RC and enclosures, two copies (DNA: RG 76, Preliminary Inventory 177, entry 119, France, Convention of 1803 [Spoliation], Correspondence); letterbook copy (ibid.); letterbook copy (Fredericksburg, Va., Courthouse: John Francis Mercer Letterbook). Both RCs in a clerk’s hand, signed by Mercer, Barnet, and Maclure. First RC 1 p.; marked “(Duplicate.)”; docketed by Brent as received 6 Aug. Second RC docketed by Brent as received 10 Aug. For enclosures, see n. 1.

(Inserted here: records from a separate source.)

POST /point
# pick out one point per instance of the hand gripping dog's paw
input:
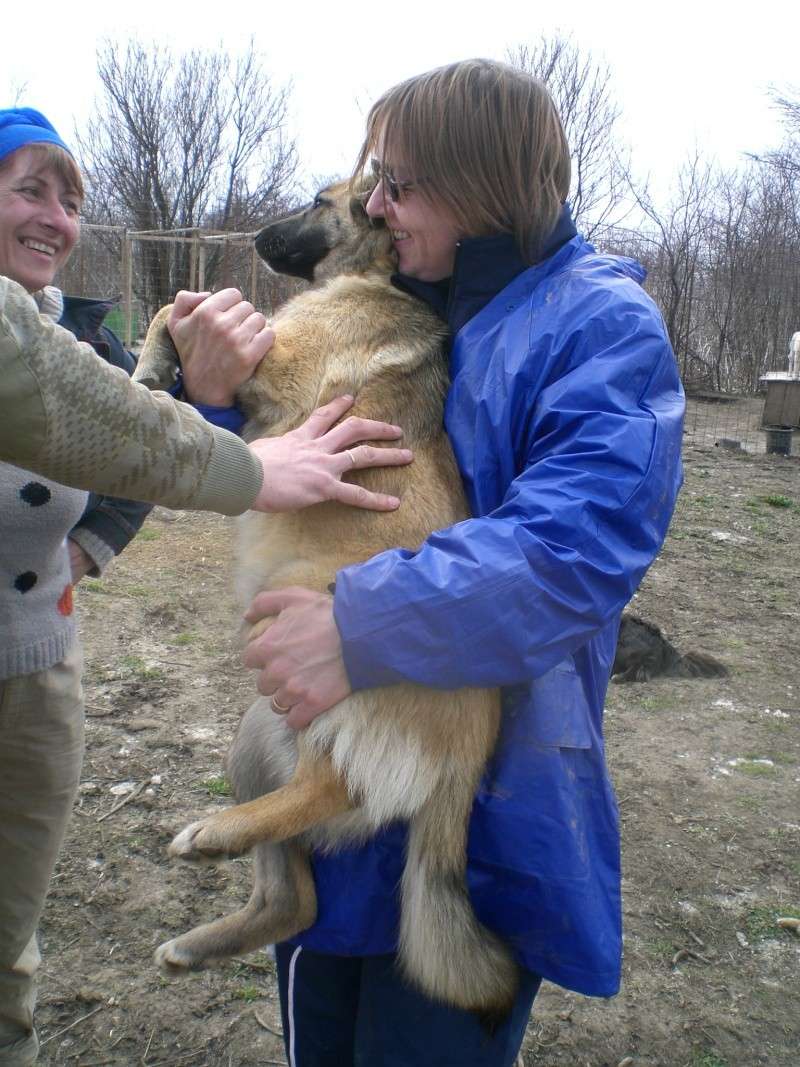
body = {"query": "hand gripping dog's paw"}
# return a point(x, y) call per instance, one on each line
point(174, 961)
point(206, 841)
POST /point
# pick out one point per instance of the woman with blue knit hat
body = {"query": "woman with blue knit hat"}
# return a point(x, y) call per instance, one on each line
point(50, 537)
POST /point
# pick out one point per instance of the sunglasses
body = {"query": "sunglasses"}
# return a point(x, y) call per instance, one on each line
point(390, 184)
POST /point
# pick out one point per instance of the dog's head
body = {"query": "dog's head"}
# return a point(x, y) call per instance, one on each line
point(333, 235)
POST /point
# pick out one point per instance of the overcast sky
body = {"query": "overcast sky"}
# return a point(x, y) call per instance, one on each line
point(684, 74)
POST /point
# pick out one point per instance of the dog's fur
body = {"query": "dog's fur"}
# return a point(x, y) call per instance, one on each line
point(643, 653)
point(404, 752)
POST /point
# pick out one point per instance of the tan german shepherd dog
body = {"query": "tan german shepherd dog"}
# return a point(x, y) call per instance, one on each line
point(401, 752)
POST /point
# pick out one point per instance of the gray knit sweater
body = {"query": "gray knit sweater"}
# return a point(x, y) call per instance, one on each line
point(36, 619)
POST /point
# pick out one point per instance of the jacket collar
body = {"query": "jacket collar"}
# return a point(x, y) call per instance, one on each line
point(84, 316)
point(483, 267)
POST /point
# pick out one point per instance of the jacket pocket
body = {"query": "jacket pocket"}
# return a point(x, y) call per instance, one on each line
point(553, 710)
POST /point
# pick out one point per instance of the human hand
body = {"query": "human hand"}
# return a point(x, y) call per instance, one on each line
point(221, 339)
point(299, 655)
point(80, 561)
point(304, 466)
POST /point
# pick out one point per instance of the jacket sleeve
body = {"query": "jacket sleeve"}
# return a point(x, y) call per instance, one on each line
point(109, 523)
point(68, 415)
point(501, 599)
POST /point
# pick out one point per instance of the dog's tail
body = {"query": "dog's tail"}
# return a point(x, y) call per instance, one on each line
point(700, 665)
point(643, 653)
point(443, 946)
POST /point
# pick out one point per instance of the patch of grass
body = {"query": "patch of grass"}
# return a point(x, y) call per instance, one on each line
point(707, 1060)
point(778, 500)
point(655, 703)
point(136, 667)
point(93, 586)
point(761, 924)
point(248, 993)
point(217, 786)
point(755, 769)
point(661, 948)
point(188, 638)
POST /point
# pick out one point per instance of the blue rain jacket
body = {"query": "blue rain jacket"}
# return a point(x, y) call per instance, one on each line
point(565, 415)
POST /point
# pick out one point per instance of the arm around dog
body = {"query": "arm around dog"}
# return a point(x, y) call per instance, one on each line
point(68, 415)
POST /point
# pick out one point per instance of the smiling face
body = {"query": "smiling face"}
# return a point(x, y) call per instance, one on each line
point(422, 233)
point(38, 219)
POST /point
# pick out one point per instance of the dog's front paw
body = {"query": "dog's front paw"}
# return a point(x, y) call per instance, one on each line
point(174, 961)
point(204, 842)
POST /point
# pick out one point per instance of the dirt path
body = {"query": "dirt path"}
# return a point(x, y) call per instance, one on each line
point(707, 775)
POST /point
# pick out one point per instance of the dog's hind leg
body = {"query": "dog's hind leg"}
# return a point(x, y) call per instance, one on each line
point(314, 795)
point(282, 904)
point(443, 946)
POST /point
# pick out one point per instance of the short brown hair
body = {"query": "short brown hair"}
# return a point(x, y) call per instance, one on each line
point(489, 142)
point(54, 158)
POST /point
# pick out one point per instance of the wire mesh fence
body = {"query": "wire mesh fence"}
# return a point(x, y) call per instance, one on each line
point(143, 271)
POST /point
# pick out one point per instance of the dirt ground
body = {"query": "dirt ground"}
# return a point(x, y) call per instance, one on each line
point(707, 775)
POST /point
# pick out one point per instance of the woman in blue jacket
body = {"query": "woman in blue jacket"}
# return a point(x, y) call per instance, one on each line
point(565, 416)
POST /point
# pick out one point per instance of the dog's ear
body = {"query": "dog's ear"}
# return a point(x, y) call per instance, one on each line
point(358, 208)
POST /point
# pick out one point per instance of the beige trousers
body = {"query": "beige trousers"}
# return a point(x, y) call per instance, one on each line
point(41, 755)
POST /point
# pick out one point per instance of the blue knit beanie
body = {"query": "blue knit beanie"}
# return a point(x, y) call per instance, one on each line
point(21, 126)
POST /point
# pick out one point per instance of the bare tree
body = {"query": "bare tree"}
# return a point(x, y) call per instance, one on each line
point(178, 142)
point(677, 237)
point(581, 90)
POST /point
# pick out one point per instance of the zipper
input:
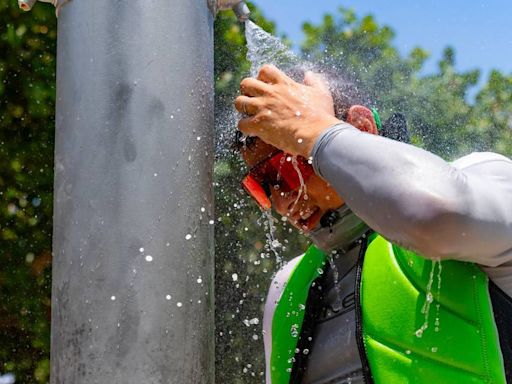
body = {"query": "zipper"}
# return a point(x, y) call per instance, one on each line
point(367, 375)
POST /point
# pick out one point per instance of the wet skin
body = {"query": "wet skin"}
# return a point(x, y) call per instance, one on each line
point(271, 104)
point(315, 200)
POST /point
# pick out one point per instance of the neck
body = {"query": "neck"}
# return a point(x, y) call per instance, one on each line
point(340, 230)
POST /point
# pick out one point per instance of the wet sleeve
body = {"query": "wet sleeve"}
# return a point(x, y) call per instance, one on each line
point(416, 199)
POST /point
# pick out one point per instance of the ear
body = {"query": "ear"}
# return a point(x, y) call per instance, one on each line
point(362, 118)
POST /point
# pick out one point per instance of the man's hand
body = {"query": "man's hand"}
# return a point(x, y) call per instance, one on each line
point(284, 113)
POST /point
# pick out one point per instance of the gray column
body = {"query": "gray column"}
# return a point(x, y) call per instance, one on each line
point(133, 236)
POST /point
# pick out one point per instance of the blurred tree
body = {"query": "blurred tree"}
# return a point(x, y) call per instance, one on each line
point(436, 105)
point(440, 115)
point(27, 98)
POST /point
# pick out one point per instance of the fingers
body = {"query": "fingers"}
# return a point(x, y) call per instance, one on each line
point(253, 87)
point(247, 126)
point(316, 80)
point(270, 74)
point(247, 105)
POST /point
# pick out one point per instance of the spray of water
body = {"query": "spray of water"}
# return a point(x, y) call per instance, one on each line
point(429, 298)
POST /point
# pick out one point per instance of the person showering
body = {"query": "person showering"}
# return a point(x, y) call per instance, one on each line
point(387, 213)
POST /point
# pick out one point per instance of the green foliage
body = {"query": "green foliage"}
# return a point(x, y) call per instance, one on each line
point(27, 104)
point(440, 116)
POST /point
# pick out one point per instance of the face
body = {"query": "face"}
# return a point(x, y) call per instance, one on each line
point(302, 206)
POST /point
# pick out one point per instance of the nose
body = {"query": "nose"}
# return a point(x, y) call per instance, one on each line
point(282, 201)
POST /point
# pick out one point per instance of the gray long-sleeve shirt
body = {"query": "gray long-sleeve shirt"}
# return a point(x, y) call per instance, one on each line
point(461, 210)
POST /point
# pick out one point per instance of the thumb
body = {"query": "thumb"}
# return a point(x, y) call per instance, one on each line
point(316, 80)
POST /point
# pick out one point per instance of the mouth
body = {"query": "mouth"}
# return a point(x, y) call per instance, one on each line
point(307, 219)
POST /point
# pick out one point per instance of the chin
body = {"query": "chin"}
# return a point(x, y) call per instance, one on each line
point(311, 223)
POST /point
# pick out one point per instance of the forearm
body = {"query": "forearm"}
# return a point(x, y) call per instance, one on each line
point(412, 197)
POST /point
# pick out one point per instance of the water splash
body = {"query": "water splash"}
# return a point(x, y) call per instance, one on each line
point(263, 48)
point(429, 298)
point(272, 243)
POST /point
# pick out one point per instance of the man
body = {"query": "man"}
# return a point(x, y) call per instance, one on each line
point(381, 313)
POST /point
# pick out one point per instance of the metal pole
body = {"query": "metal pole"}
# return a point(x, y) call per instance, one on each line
point(133, 236)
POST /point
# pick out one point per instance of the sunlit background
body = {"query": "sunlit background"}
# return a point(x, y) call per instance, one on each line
point(446, 64)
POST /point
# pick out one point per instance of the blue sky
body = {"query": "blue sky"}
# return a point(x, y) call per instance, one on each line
point(480, 31)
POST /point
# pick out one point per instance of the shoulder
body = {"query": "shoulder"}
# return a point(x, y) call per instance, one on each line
point(481, 158)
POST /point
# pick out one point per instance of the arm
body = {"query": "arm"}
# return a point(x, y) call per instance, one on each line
point(418, 200)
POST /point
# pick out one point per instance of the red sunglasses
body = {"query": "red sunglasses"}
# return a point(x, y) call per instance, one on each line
point(281, 172)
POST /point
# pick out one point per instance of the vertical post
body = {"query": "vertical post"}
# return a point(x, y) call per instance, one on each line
point(133, 242)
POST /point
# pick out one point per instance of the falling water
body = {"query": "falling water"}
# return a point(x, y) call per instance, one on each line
point(272, 242)
point(263, 48)
point(429, 298)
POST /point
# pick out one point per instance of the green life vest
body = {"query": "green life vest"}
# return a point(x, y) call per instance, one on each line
point(454, 341)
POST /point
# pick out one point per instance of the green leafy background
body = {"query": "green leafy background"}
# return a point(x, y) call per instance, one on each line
point(440, 117)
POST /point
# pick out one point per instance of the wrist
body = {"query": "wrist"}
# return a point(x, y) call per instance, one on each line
point(314, 133)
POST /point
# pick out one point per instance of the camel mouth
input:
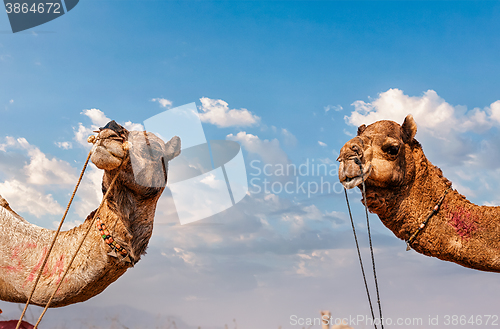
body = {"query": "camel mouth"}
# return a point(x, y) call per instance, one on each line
point(350, 182)
point(108, 151)
point(104, 159)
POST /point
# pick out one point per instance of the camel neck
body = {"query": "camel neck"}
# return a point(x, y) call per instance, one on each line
point(460, 231)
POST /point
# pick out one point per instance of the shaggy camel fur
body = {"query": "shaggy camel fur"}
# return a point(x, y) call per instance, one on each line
point(131, 206)
point(402, 188)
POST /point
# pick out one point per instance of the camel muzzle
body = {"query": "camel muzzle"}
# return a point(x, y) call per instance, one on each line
point(353, 168)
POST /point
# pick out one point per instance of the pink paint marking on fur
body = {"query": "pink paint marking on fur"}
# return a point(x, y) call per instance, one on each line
point(59, 268)
point(34, 271)
point(16, 259)
point(463, 221)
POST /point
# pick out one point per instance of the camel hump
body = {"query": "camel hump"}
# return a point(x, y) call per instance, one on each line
point(4, 203)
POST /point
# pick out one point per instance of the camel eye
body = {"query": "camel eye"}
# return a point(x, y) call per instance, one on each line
point(392, 149)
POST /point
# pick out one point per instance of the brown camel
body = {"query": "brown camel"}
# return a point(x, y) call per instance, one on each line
point(131, 206)
point(402, 188)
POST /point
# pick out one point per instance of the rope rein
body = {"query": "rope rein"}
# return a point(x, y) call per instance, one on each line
point(53, 242)
point(360, 259)
point(424, 223)
point(81, 242)
point(358, 162)
point(92, 139)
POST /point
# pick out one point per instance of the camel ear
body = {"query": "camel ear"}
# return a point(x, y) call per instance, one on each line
point(173, 148)
point(361, 129)
point(408, 128)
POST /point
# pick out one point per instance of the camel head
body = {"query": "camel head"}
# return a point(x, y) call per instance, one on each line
point(383, 151)
point(148, 154)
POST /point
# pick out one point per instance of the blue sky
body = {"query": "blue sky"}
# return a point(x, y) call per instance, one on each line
point(285, 62)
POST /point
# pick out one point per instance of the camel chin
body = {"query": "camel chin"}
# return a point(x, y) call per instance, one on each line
point(350, 182)
point(104, 159)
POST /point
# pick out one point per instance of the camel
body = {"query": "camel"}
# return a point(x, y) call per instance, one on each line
point(403, 188)
point(127, 216)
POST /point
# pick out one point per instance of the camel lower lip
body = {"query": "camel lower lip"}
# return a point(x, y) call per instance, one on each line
point(352, 182)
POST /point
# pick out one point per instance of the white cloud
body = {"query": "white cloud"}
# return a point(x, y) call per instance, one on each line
point(97, 117)
point(130, 126)
point(429, 111)
point(217, 112)
point(333, 107)
point(43, 171)
point(163, 102)
point(269, 151)
point(64, 145)
point(26, 198)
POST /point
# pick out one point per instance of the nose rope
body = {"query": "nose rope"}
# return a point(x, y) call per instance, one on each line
point(358, 162)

1The enclosures (21 pp.) are copies of the commissioners to Livingston, 18, 25, 27, and 30 Apr. and 2 and 3 May 1804, and copies of Livingston to the commissioners, 25 and 27 Apr. and 1 and 2 May 1804. The commissioners requested Livingston’s aid in obtaining a copy of Joshua Barney’s French naval commission, which Livingston procured from the French Ministry of Marine. Livingston in turn requested the commissioners to inform him “of the principles you have laid for the construction of the Convention,… of the number of the cases you have decided upon and of the principles upon which you have founded your rejection of those you have rejected.” The commissioners replied with nine criteria for accepting or rejecting claims. Livingston’s rejoinder, which took issue with the commissioners’ narrow construction of the Louisiana Purchase Claims Convention of 1803, enclosed an extract of JM’s 31 Jan. 1804 letter, which he insisted should be considered by the commission to include classes of claims they had previously rejected and as a guide to their future decision making. This the commissioners refused to do, insisting that Livingston had misconstrued JM’s instructions and reaffirming that their construction of the convention was “clear and correct.” The commissioners went further still: should Livingston negotiate a more liberal understanding of the convention with the French government, that understanding would have to be ratified by the appropriate government authorities, just as the claims convention of 1803 had been. The commissioners’ letters to Livingston, 30 Apr. and 2 and 3 May 1804, and Livingston’s letters to the commissioners, 1 and 2 May 1804, are printed in ASP description begins American State Papers: Documents, Legislative and Executive, of the Congress of the United States … (38 vols.; Washington, 1832–61). description ends , Foreign Relations, 6:193–95.